Friday, October 13, 2017

Europe Braces For End Of Iran Nuclear Deal

Authored by Damir Kaletovic vias OilPrice.com,


Europe is scrambling to come up with a contingency plan in the face of a U.S. threat to end the nuclear deal with Iran - a move that lends a high level of uncertainty to European megadeals, including French Total SA’s $5-billion oil deal with Tehran.



At stake if Trump refuses to certify Tehran’s compliance with the nuclear accord on 15 October and sanctions are re-imposed are deals with European companies worth over $55 billion in total, according to figures from the Financial Times.


If Trump refuses certification on 15 October, Congress would then have 60 days to make a decision on new sanctions, giving Europe two months tome come up with a contingency plan. 


Right now, there isn’t one.





“People in Brussels are looking at whether blocking statutes need to be upgraded or updated,” David O’Sullivan, EU ambassador to the US, told the Financial Times on Thursday.



“There’s no definitive plan yet.
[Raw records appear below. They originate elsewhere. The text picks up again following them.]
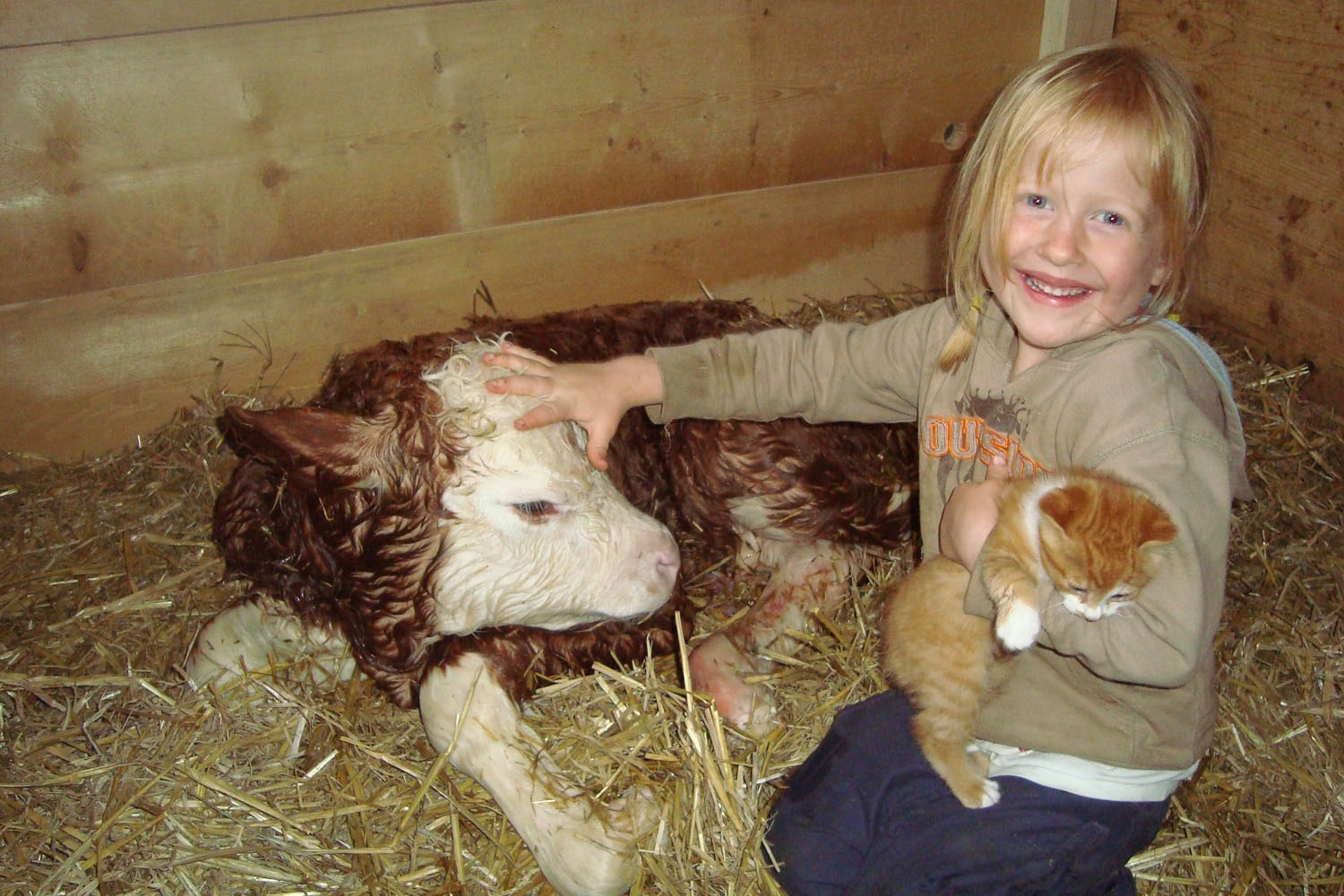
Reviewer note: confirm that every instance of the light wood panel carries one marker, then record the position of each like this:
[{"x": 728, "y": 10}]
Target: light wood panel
[
  {"x": 1273, "y": 78},
  {"x": 195, "y": 150},
  {"x": 85, "y": 374}
]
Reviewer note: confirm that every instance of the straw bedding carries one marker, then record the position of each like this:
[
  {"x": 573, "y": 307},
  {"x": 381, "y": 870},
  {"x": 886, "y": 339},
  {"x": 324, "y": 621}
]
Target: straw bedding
[{"x": 117, "y": 778}]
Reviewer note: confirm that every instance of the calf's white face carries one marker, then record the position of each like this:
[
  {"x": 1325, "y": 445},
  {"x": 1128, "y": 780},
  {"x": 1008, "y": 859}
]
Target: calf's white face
[{"x": 534, "y": 535}]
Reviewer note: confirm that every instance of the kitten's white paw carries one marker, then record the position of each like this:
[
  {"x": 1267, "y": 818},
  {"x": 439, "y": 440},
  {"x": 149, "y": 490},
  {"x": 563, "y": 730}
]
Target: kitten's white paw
[
  {"x": 991, "y": 796},
  {"x": 1018, "y": 626}
]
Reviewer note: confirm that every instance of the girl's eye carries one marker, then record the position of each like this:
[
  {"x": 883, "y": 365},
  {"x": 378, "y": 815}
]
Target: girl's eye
[{"x": 535, "y": 511}]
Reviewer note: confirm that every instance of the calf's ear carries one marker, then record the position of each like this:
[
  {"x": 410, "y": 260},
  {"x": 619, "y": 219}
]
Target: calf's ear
[{"x": 308, "y": 443}]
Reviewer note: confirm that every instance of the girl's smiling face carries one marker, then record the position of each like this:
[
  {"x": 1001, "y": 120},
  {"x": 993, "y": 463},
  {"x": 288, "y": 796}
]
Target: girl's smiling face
[{"x": 1082, "y": 245}]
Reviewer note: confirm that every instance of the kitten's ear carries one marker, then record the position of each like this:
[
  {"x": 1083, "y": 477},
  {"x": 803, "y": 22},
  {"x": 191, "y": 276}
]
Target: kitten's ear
[{"x": 1061, "y": 505}]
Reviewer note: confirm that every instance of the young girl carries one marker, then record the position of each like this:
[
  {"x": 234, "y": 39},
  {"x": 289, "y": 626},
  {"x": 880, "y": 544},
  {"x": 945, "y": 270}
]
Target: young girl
[{"x": 1072, "y": 228}]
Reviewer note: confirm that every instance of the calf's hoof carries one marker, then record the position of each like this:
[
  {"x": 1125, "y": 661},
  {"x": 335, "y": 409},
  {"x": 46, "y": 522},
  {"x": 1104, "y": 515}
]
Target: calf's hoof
[{"x": 720, "y": 669}]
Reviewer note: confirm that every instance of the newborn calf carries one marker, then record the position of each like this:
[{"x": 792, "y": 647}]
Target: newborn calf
[{"x": 398, "y": 519}]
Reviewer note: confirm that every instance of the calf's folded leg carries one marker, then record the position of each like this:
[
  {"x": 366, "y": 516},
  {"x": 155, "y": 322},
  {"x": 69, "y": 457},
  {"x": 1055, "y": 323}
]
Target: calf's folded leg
[
  {"x": 258, "y": 632},
  {"x": 582, "y": 847},
  {"x": 806, "y": 578}
]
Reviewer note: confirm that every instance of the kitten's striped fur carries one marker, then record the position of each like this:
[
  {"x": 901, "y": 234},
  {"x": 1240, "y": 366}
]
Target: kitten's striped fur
[{"x": 1086, "y": 536}]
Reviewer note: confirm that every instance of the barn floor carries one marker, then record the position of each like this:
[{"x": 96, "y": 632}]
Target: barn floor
[{"x": 116, "y": 778}]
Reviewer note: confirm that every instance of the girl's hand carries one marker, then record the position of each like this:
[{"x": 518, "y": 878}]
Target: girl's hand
[
  {"x": 593, "y": 395},
  {"x": 969, "y": 514}
]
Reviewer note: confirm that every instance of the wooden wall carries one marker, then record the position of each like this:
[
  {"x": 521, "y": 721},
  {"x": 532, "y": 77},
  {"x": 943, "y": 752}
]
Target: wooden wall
[
  {"x": 190, "y": 193},
  {"x": 1273, "y": 77}
]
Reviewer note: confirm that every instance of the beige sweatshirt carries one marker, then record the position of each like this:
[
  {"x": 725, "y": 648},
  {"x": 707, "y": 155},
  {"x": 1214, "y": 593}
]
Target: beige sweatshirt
[{"x": 1134, "y": 689}]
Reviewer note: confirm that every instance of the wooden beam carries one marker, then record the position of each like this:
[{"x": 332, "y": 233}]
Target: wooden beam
[
  {"x": 1075, "y": 23},
  {"x": 83, "y": 374}
]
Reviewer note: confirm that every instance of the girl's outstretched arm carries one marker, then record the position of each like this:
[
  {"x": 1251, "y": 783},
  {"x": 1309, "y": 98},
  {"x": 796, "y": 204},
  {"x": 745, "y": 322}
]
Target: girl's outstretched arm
[
  {"x": 593, "y": 395},
  {"x": 969, "y": 514}
]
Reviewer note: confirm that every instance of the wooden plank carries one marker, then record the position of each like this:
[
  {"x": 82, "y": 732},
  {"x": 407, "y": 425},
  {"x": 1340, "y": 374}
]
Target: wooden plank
[
  {"x": 88, "y": 373},
  {"x": 27, "y": 23},
  {"x": 1271, "y": 75},
  {"x": 1074, "y": 23},
  {"x": 191, "y": 151}
]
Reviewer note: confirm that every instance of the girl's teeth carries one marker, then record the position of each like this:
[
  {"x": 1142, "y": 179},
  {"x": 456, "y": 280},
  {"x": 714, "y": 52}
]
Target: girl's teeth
[{"x": 1050, "y": 290}]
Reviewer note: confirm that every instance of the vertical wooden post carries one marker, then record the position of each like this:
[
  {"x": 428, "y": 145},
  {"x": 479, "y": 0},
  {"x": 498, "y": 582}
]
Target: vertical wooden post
[{"x": 1073, "y": 23}]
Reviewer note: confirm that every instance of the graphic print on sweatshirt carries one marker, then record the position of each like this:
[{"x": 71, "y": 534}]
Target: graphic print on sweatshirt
[{"x": 980, "y": 426}]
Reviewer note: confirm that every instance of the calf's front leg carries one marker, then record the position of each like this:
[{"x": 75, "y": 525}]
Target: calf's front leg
[
  {"x": 582, "y": 848},
  {"x": 806, "y": 578}
]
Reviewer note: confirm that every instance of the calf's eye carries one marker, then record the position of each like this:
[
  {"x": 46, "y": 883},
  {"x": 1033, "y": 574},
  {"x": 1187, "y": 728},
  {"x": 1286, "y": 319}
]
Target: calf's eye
[{"x": 535, "y": 511}]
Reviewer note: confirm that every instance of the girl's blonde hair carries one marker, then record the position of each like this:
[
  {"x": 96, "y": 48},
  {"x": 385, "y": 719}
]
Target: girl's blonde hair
[{"x": 1110, "y": 89}]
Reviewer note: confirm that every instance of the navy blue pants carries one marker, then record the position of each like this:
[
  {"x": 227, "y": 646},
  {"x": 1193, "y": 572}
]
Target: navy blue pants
[{"x": 867, "y": 814}]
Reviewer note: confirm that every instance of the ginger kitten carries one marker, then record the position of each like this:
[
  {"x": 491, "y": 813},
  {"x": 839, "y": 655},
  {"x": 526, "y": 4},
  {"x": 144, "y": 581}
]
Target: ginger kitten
[{"x": 1093, "y": 538}]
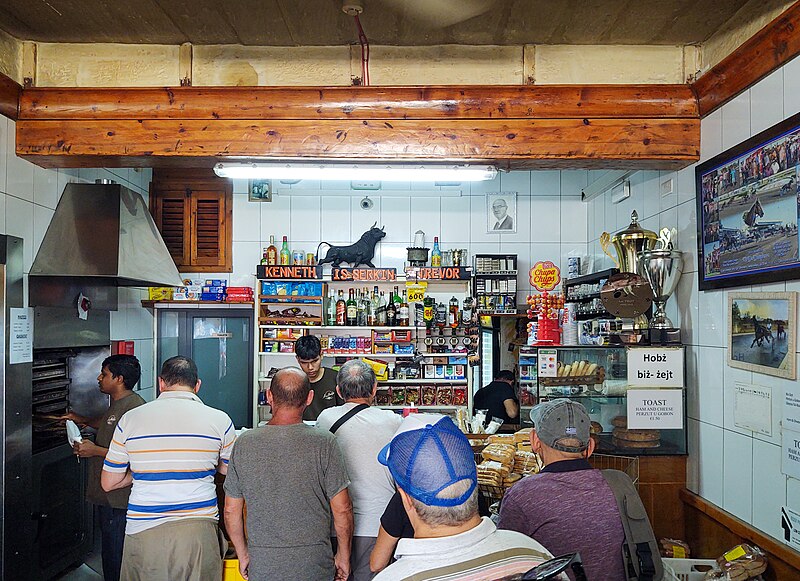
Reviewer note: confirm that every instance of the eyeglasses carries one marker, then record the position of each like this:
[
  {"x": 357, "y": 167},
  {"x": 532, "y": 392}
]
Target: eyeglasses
[{"x": 552, "y": 568}]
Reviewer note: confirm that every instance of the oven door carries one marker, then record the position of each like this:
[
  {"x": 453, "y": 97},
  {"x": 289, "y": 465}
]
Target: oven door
[{"x": 62, "y": 517}]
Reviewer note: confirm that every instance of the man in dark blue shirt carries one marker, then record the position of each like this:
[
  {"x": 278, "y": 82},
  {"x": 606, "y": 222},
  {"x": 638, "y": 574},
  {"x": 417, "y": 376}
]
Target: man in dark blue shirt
[{"x": 499, "y": 399}]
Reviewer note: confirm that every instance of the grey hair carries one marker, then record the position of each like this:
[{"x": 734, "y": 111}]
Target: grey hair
[
  {"x": 437, "y": 516},
  {"x": 355, "y": 380}
]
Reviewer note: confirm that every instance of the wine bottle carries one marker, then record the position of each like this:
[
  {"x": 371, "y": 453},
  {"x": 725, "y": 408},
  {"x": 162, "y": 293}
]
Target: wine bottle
[
  {"x": 352, "y": 310},
  {"x": 272, "y": 252},
  {"x": 286, "y": 256}
]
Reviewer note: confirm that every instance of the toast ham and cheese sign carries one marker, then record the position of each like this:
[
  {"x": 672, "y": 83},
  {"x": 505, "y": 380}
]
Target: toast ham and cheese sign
[{"x": 545, "y": 276}]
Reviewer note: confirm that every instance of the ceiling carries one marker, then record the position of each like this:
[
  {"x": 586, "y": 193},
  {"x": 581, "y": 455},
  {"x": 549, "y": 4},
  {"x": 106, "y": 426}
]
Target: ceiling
[{"x": 386, "y": 22}]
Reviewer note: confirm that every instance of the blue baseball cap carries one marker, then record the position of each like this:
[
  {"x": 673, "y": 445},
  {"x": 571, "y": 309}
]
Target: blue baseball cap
[{"x": 427, "y": 455}]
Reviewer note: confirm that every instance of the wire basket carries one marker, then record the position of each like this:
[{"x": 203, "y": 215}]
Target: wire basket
[{"x": 627, "y": 464}]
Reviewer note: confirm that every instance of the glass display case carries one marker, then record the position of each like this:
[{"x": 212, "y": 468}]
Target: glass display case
[{"x": 599, "y": 377}]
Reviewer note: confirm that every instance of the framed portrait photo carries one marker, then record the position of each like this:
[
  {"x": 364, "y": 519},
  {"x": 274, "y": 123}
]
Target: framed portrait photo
[
  {"x": 761, "y": 332},
  {"x": 501, "y": 212},
  {"x": 259, "y": 191}
]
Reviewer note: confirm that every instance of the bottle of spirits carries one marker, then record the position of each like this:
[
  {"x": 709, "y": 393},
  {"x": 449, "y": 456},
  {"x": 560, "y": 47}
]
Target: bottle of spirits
[
  {"x": 452, "y": 315},
  {"x": 404, "y": 313},
  {"x": 352, "y": 310},
  {"x": 341, "y": 309},
  {"x": 391, "y": 313},
  {"x": 286, "y": 256},
  {"x": 381, "y": 312},
  {"x": 372, "y": 311},
  {"x": 272, "y": 252},
  {"x": 330, "y": 318},
  {"x": 436, "y": 253}
]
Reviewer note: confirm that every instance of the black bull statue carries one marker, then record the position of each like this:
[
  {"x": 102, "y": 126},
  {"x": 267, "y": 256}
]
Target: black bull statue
[{"x": 355, "y": 254}]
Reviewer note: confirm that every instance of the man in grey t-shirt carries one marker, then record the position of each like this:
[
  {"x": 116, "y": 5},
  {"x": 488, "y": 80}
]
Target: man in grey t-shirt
[{"x": 293, "y": 479}]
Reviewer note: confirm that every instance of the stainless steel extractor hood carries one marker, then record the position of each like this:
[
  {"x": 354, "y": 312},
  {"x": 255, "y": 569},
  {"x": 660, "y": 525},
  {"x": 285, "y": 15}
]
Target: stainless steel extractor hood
[{"x": 105, "y": 231}]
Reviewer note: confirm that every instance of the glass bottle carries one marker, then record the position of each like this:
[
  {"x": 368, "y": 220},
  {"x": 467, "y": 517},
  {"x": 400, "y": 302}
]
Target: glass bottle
[
  {"x": 272, "y": 252},
  {"x": 436, "y": 253},
  {"x": 381, "y": 312},
  {"x": 341, "y": 309},
  {"x": 403, "y": 314},
  {"x": 452, "y": 315},
  {"x": 352, "y": 310},
  {"x": 286, "y": 256}
]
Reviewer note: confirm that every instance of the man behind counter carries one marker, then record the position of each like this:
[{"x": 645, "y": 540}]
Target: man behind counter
[
  {"x": 308, "y": 352},
  {"x": 118, "y": 375},
  {"x": 499, "y": 399}
]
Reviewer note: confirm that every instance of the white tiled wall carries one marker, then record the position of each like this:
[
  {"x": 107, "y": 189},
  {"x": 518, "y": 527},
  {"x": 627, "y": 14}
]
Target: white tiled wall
[
  {"x": 28, "y": 197},
  {"x": 550, "y": 217},
  {"x": 734, "y": 468}
]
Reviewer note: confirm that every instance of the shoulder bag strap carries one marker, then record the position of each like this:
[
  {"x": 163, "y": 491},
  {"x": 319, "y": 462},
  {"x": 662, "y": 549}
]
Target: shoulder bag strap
[{"x": 340, "y": 422}]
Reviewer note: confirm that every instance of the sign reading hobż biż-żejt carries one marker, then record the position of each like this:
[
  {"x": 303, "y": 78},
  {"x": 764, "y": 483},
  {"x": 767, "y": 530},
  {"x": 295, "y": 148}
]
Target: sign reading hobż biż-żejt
[
  {"x": 655, "y": 367},
  {"x": 655, "y": 409}
]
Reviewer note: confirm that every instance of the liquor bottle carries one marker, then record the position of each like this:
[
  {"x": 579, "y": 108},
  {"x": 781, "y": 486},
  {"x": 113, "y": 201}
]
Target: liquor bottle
[
  {"x": 436, "y": 254},
  {"x": 286, "y": 256},
  {"x": 341, "y": 309},
  {"x": 391, "y": 313},
  {"x": 403, "y": 314},
  {"x": 372, "y": 310},
  {"x": 331, "y": 313},
  {"x": 272, "y": 252},
  {"x": 361, "y": 304},
  {"x": 429, "y": 306},
  {"x": 452, "y": 315},
  {"x": 381, "y": 312},
  {"x": 352, "y": 310}
]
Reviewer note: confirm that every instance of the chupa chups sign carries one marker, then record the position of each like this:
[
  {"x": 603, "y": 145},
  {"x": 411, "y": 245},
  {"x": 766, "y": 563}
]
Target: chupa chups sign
[
  {"x": 288, "y": 272},
  {"x": 363, "y": 274},
  {"x": 439, "y": 273},
  {"x": 545, "y": 276}
]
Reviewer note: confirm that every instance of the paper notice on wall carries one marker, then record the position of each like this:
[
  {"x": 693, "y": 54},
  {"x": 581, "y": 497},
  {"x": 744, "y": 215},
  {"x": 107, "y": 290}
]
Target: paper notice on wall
[
  {"x": 752, "y": 407},
  {"x": 655, "y": 409},
  {"x": 790, "y": 465},
  {"x": 791, "y": 409},
  {"x": 20, "y": 336},
  {"x": 790, "y": 523}
]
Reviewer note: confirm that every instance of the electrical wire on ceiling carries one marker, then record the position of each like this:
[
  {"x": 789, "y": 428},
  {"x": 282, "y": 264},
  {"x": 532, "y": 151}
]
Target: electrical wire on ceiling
[{"x": 354, "y": 8}]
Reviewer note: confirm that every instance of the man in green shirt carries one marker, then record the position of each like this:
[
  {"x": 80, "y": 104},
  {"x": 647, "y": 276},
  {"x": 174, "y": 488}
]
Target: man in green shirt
[
  {"x": 119, "y": 374},
  {"x": 308, "y": 352}
]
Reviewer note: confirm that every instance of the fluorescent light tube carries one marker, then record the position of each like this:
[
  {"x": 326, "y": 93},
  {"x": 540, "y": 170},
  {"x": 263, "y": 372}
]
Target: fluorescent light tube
[{"x": 363, "y": 172}]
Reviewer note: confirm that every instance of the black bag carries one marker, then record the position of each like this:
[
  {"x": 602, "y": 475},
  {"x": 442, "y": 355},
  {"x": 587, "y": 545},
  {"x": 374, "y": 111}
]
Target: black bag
[{"x": 640, "y": 552}]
But if the US were to do something which impinged on the ability of Europeans to do what we could consider legitimate business with Iran, this is something we would like to look at.”



Earlier in October, the French oil giant shrugged off the US sanctions threat, with Total CEO Patrick Pouyanne telling media,





“We knew when we signed that it will not be an easy road. But I prefer to have a problem to solve and to have the opportunity rather than having not signed [and] no opportunities.”



Total signed its deal with Iran in July, making recent history. This was the first deal Iran signed with a foreign energy company since sanctions were lifted in January 2016.


The $4.8-billion deal is to develop Iran’s prolific South Pars natural gas field—the largest gas field in the world, shared with Qatar. Total would lead the consortium.


Iran was the European Union’s top trading partner before sanctions were slapped on Tehran in 2010.


Since sanctions were lifted, trade has still been hampered due to some U.S. financial sanctions that make Western banking institutions still wary of doing business with Iran.


Europe’s options are limited as it seeks a contingency plan. According to analysts interviewed by the Financial Times, one option could be an effort to block legislation related to a new imposition of sanctions by the US, but this would be a complicated “by the international reach of U.S. laws on financial transactions”. 


Trump is expected to have a decision on the nuclear deal this afternoon.